The little goddess had descended into the depths of her grief, but there was a thrashing on her surface.
Now standing before the children of the lesser gods was only Mother Earth, the stone of her body already splitting and shredding into shards.
“Oh, there’s always one who wants to sacrifice themselves in some misguided noble notion,” War said drolly.
Watching the stone woman crumble and reform into expanses of dirt and growth, he continued, “My children will do battle with yours for your old body, bickering over who owns what. You think you destroy yourself to feed them, but they will feed from each other. And you will have to absorb their bloodshed into your skin. You think you are their table? You are their grave.”
“Where is the fourth one?” whined Fear, sidling next to Power. “It tastes so good.” He wiped spittle from his lipless mouth, tongue rolling back out to undulate. “It mirrors their children’s pain, and they are so wonderfully afraid.”
“You will have your turn,” Power chided almost indulgently. “Step forward, zephyr. I may not be able to see you, but I know you are there.”
The god wanted their children to know they were not abandoned. They borrowed a bit of their brother’s light and their outline sparkled faintly, a mortal-shaped constellation hovering between the children and the fates.
“You cannot break what is formless,” said Brother Air, and the voice was sibilant, like a snake’s whisper in the grass, neither male nor female, neither mortal creature nor ghostly spirit.
“I am not to be contained by your understanding. I am less than smoke and more than flesh, and yet I am neither. I am the mystery in the universes.”
“What is it saying?” vented War. “I do not like this murkiness. It will use these speeches to dissuade them from me having my way.”
“Kill it! Kill it!” squealed Hate. “I can’t understand it.”
Greed ground his teeth. “I have seen this in other worlds. This is the unknown vibration that seeks to undermine me. It tells our children, ‘Oh you do not need.’ Or it says, ‘Look at what you have.’ It is a disease.”

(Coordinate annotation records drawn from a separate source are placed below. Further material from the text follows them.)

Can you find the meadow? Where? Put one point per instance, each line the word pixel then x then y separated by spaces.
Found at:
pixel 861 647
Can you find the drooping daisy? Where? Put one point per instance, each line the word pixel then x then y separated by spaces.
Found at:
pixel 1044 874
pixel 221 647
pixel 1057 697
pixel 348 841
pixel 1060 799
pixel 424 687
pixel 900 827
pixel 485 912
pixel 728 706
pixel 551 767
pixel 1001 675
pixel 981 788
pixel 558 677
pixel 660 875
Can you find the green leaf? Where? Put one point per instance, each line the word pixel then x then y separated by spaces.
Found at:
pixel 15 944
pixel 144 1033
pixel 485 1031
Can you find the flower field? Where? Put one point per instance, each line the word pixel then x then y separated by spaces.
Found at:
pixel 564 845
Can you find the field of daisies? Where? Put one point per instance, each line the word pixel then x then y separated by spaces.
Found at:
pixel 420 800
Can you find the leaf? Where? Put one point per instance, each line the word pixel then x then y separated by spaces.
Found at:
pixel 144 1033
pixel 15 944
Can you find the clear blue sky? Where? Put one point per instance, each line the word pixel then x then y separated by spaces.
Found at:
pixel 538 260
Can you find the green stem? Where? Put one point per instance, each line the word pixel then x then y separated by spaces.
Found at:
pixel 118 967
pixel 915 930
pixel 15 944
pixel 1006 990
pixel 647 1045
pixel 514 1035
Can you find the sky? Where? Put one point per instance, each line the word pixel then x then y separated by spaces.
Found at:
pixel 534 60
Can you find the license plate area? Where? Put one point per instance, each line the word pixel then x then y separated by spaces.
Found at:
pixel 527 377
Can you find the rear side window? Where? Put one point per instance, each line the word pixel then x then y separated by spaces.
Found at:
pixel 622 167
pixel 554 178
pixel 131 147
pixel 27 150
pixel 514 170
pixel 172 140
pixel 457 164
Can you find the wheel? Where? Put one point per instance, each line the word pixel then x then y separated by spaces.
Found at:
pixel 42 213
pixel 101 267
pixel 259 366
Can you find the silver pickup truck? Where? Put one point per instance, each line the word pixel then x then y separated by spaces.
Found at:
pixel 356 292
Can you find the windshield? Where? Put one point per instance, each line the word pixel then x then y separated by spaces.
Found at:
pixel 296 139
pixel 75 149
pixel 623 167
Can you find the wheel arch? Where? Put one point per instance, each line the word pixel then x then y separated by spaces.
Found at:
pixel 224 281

“Abominable,” called Fear and stepped even closer to Power. “It is an abomination. My brethren speak true. We must kill it. My king, it is my turn! Let me have the little god. I will eat it and then their children.”
“Then do it,” snapped Power. “We have tarried here too long. Let us reshape this world and then leave them broken in it.” He sighed and seemed to collect himself. “You are my most mighty fate, Fear. Second only to me. Lick its essence clean from this place.”
“Oh, stop!” Rowena pleaded. “I am too scared.”
“No,” I replied. “It ends better than you think it will.”